Correlations between beta power and RT difference associated with Difficulty in Instructed and Free. (A) Topographical representation of Spearman’s coefficients of correlation between the difference in baseline-normalized beta power and RT in Instructed as a function of Difficulty (Instructed Hard–Instructed Easy) performed on each electrode separately. Each topographical plot represents the average Spearman’s coefficient in 100-ms windows defined according to movement onset.
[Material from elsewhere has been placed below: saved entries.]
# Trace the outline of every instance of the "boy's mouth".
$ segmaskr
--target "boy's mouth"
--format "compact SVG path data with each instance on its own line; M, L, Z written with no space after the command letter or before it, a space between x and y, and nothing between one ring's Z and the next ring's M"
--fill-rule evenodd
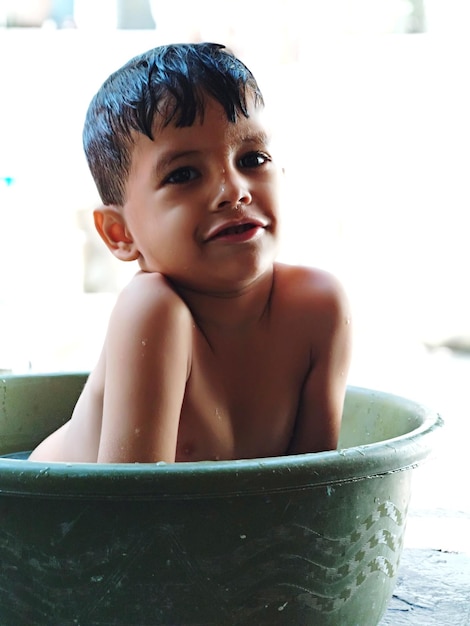
M245 233L247 230L252 230L253 228L257 228L256 224L238 224L237 226L228 226L228 228L224 228L219 231L215 237L225 237L227 235L241 235Z
M266 228L266 224L258 220L222 224L209 232L206 241L214 241L215 239L249 239L264 228Z

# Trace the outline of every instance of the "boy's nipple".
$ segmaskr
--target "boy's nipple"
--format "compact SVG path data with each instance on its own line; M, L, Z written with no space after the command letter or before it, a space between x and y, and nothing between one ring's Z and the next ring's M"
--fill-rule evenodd
M181 448L181 451L185 457L190 457L194 454L195 446L192 443L185 443Z

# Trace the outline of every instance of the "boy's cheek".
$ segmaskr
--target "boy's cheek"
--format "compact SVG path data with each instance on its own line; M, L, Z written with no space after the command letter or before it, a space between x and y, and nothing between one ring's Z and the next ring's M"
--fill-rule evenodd
M287 174L286 168L281 167L279 168L279 172L278 172L277 180L276 180L276 195L278 198L278 203L281 205L281 207L287 199L288 189L289 189L289 176Z

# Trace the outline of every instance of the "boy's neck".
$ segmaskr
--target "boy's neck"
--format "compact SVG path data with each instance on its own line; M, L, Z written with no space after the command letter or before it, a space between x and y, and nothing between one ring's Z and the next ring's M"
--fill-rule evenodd
M176 286L197 325L205 332L249 330L269 314L274 267L249 286L234 292L201 293Z

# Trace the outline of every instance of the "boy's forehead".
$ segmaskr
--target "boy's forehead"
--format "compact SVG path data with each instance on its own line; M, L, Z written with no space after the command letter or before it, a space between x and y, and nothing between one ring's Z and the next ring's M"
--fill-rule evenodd
M168 117L165 111L157 112L154 119L153 134L154 140L157 141L159 136L178 136L183 138L185 135L190 136L192 130L201 130L208 134L213 134L216 128L223 128L227 138L240 138L246 136L257 136L259 139L263 137L268 139L272 134L272 125L269 113L266 112L264 105L257 104L253 98L247 101L248 117L241 111L237 112L236 120L229 120L224 107L213 98L206 97L204 99L204 107L200 115L196 115L194 122L190 126L179 126L175 120L168 123Z

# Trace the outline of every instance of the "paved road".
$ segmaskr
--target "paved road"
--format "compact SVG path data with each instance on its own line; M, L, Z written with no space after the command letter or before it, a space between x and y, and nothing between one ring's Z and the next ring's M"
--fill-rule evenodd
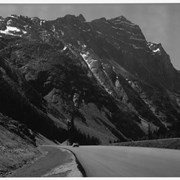
M120 147L64 147L73 151L88 177L180 177L180 150Z

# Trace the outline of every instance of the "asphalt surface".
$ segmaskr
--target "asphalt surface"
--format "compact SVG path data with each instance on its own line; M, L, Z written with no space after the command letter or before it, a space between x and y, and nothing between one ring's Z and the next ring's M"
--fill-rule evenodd
M180 150L121 147L68 147L87 177L180 177Z

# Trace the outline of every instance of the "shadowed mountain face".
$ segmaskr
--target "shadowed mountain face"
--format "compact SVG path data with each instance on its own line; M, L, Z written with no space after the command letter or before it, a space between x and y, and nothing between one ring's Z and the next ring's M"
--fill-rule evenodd
M161 44L123 16L0 21L0 112L54 141L78 96L79 140L179 136L180 74Z

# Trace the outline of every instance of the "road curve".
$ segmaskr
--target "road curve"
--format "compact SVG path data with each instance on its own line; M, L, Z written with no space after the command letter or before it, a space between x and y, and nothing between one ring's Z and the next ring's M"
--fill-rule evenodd
M63 147L71 150L88 177L180 177L180 151L121 147Z
M64 149L39 147L43 155L12 172L9 177L81 177L74 156Z

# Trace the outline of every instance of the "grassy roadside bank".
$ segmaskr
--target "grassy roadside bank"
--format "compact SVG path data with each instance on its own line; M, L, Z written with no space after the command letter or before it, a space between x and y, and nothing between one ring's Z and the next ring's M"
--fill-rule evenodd
M113 145L180 149L180 138L131 141L131 142L114 143Z
M1 125L0 137L0 177L9 176L41 156L41 152L28 140Z

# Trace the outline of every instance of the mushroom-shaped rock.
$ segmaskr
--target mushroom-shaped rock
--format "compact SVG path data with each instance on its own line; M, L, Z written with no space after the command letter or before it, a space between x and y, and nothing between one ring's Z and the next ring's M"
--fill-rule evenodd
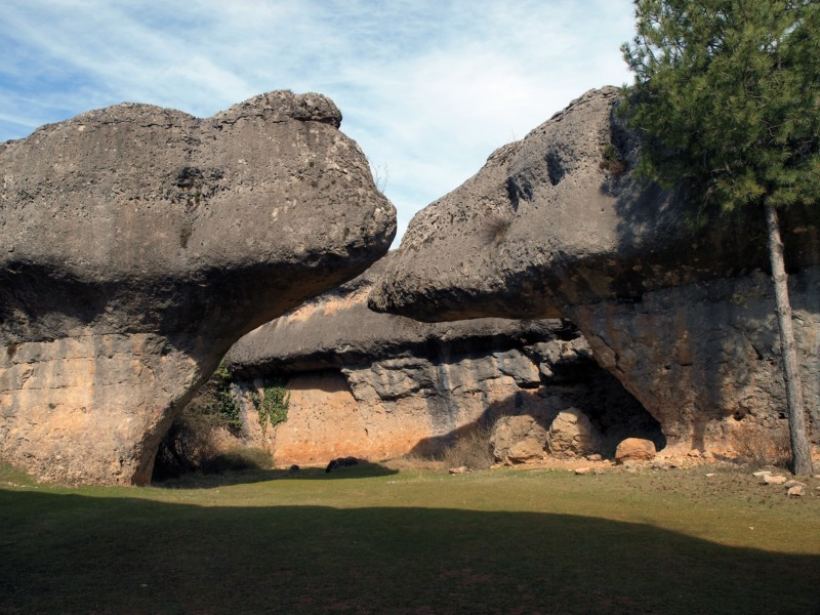
M431 324L369 310L368 293L392 258L251 331L226 356L240 405L251 410L244 431L277 465L435 456L478 421L514 412L551 418L552 406L567 402L545 399L539 365L566 372L560 390L568 397L589 396L572 367L597 366L591 357L563 364L561 348L583 338L560 320ZM288 418L262 433L252 400L274 381L287 382Z
M538 385L539 373L521 347L540 344L543 348L533 348L540 351L536 360L549 355L544 360L552 359L553 365L563 358L560 349L567 344L561 340L583 341L574 327L557 319L427 323L374 312L367 306L368 294L395 257L391 252L355 279L257 327L231 348L226 364L235 375L253 378L478 351L494 361L497 375L526 387ZM509 348L519 350L508 355Z
M0 145L0 456L144 483L241 335L388 248L392 205L319 94L211 118L122 104Z
M418 213L370 305L424 320L566 318L683 450L725 446L747 421L783 429L763 213L698 230L682 190L634 173L618 97L587 92ZM790 209L782 226L818 424L820 208Z

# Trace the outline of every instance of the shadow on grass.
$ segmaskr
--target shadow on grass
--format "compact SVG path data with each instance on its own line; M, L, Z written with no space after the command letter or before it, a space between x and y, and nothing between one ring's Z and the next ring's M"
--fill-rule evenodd
M246 470L226 470L218 473L189 472L175 478L155 480L152 485L166 489L210 489L211 487L224 485L261 483L277 479L341 480L346 478L375 478L393 474L398 474L398 470L392 470L377 463L364 462L355 466L336 468L332 472L325 472L324 468L301 468L297 471L249 468Z
M820 558L523 512L0 490L0 613L817 612Z

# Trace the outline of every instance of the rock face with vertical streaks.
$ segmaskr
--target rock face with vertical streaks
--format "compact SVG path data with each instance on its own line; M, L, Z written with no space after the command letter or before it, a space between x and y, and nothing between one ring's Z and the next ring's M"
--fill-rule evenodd
M328 98L278 91L0 144L0 457L146 482L234 341L379 258L395 212L340 123Z
M489 431L501 417L526 417L546 433L573 407L605 431L600 444L610 452L625 435L657 433L560 320L428 324L369 310L368 293L392 258L248 333L226 356L242 438L267 449L277 466L436 457L476 432L489 454ZM290 404L286 421L262 430L253 400L270 382L286 383Z
M785 390L763 212L696 230L682 190L633 172L639 144L618 96L587 92L419 212L370 305L428 321L567 319L670 443L774 441ZM820 208L784 212L782 232L816 442Z

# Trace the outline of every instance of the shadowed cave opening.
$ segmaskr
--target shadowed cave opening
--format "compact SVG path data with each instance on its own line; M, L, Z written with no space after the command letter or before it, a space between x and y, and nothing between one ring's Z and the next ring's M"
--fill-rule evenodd
M568 409L589 419L599 435L590 452L604 458L612 458L628 437L665 447L658 421L588 351L556 357L552 350L546 356L550 349L543 346L531 344L510 355L509 349L470 344L458 352L442 347L426 357L399 353L344 368L280 367L227 381L224 374L212 377L160 444L153 479L192 471L321 467L348 456L446 462L449 451L465 446L481 449L488 467L501 461L493 459L491 438L502 419L532 417L549 432L559 412ZM522 379L516 371L521 361L537 370L535 378ZM272 382L287 389L289 408L286 420L264 427L249 400L252 391ZM544 456L552 456L546 445Z

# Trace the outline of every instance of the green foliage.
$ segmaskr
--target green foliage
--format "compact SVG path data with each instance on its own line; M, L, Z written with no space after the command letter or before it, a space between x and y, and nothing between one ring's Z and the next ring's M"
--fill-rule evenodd
M219 365L211 376L211 394L203 404L192 404L200 418L209 419L212 424L224 425L233 432L242 429L242 414L231 394L231 373L224 364Z
M290 406L290 393L285 388L285 382L276 380L265 385L262 395L254 391L251 394L254 408L259 413L259 424L264 431L268 425L276 427L279 423L284 423L288 418L288 407Z
M816 204L820 3L637 0L622 106L639 172L701 208Z
M626 171L626 161L621 158L618 150L612 143L607 143L601 151L601 163L599 166L615 176L621 175Z

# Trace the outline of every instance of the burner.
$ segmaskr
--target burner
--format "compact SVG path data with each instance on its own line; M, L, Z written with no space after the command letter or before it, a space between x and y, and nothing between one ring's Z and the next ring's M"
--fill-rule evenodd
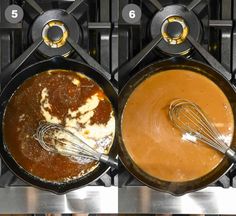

Black dots indicate the electrodes with the highest absolute coefficient, specifically represented in B. (B) Linear fit between the difference in baseline-normalized beta power at left parietal electrodes (P1, P3, P5) and the difference in RT in Instructed as a function of Difficulty. (C) Topographical representation of Spearman’s coefficients of correlation between the difference in baseline-normalized beta power and RT in Free as a function of Difficulty (Free Hard–Free Easy) performed on each electrode separately. Black dots indicate the electrodes with the highest absolute coefficient, specifically represented in D. (D) Linear fit between the difference in baseline-normalized beta power at left parietal electrodes (P1, P3, P5) and the difference in RT in Free as a function of Difficulty.